Similarly she responds about her belief in God/magic:

JK: I do believe in God. That seems to offend the South Carolinians more than almost anything else. I think they would find it…well that is my limited experience, that they have more of a problem with me believing in God than they would have if I was an unrepentant atheist.

E: You do believe in God.

JK: Yeah. Yeah.

E: In magic and…

JK: Magic in the sense in which it happens in my books, no, I don’t believe. I don’t believe in that. No. No. This is so frustrating. Again, there is so much I would like to say, and come back when I’ve written book seven. But then maybe you won’t need to even say it ’cause you’ll have found it out anyway. You’ll have read it.**

Now that the last book is published, and the final plot revealed, perhaps Rowling will be more forthcoming about her faith, and whether she intended to tap theological themes in a manner similar to Tolkien and Lewis.

I’m tired.

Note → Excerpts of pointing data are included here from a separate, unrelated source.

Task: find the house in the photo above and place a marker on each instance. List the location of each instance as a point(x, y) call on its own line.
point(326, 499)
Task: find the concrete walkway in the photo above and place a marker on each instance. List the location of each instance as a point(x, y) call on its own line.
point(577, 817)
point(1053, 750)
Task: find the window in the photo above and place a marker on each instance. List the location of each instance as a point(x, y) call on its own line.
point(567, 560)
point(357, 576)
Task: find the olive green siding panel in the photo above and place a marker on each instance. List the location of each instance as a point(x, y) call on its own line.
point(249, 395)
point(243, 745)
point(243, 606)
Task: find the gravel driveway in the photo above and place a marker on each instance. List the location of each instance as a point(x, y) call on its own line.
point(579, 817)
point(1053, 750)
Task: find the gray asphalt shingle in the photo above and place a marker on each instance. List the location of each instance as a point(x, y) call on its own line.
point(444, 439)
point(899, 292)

I’m going to take my vitamin B-12 supplement and go to bed.

* Quoted from Max Wyman, “‘You can lead a fool to a book but you can’t make them think’: Author has frank words for the religious right,” The Vancouver Sun (British Columbia), October 26, 2000 [reproduced at].
** Quoted from Evan Solomon, “J.K. Rowling Interview,” CBCNewsWorld: Hot Type, July 13, 2000 [reproduced at].